Most of MillerCoors biggest volume challenges came from midwest. Many MC distribs in Chi cluster down double digits in this 6 week period, INSIGHTS understands. That’s largely because last yr there was load in before a price increase. And MC down at or near double digits in Oh too, taking big hit from Yuengling intro. Interestingly, AB only down 2% in Oh in Jan. That was way ahead of what it had budgeted. So if AB looking for evidence that its wholesalers would be better off without Yuengling, can’t find it in results so far.

AB’s biggest volume challenges remain in West, where it’s still off nearly 3% yr-to-date. But Southwest is rockin’ so far in 2012, up nearly 7% thru mid-Feb. Amidst overall weakness, MC showing some pockets of strength in Northeast so far.

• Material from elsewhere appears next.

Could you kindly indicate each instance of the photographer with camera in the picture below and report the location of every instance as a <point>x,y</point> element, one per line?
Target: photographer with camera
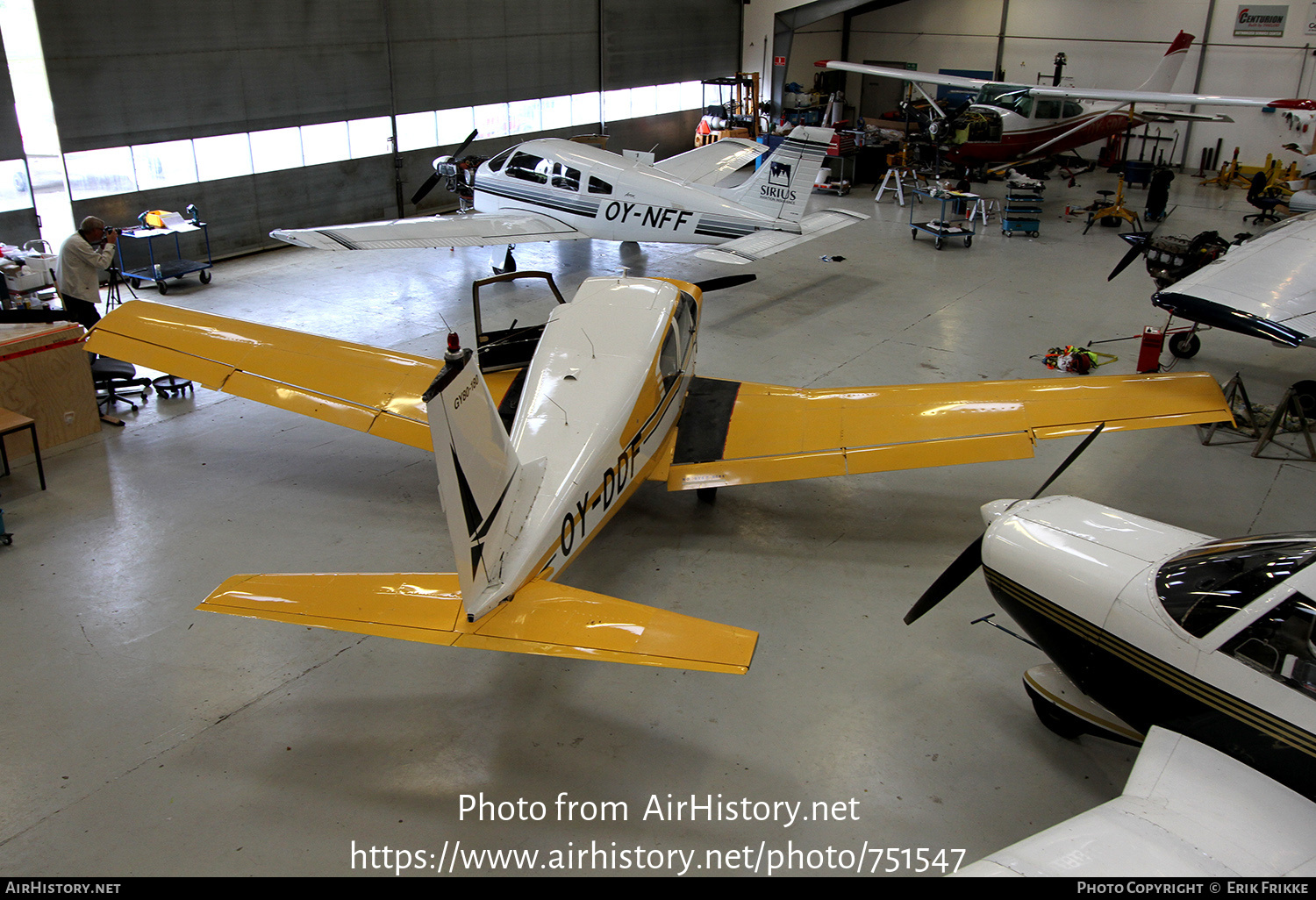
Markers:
<point>82,257</point>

Luiz Despite generally upbeat tone, North American prexy kept rhetorical heat on AB wholesalers who sell outside their footprint and those who sell competitive brands that take taps or space from AB. Both practices deemed “not acceptable.” “We cannot pretend that we like it. Or that we don’t notice,” said Luiz, adding this is “not an example that our good partners share.” But what that will mean going forward remains unclear, since as some distribs noted, one of AB’s top award-winning wholesalers this week also sells Yuengling, for example. Luiz repeated “alignment” theme. “We’ll win together with our wholesaler system, especially with those aligned with us,” said Luiz. “We’ll not always agree,” he added, “but even when we do not, we’ll keep a positive and constructive debate.... Alignment will pay back for you, for us and the entire system.” Consolidation “will and must happen,” said Luiz. Not only are there “synergies to be captured,” but MC network has already largely consolidated and so AB “risks being uncompetitive” in some mkts. Preferred consolidators or “anchor wholesalers” will be “aligned” with AB’s “core principles, philosophy” and “legislative agenda.” Branches “have a role to play in consolidation” but distribs “not in competition with branches.” Rather it’s a “way to jointly develop the system.” As for additional non-AB brands, “there is no perfect answer.” While AB would like 100% share of mind, it recognizes that’s not likely. “Answer is directional,” said Luiz. “If you’re not there yet but heading in the right direction,” that’s important to AB.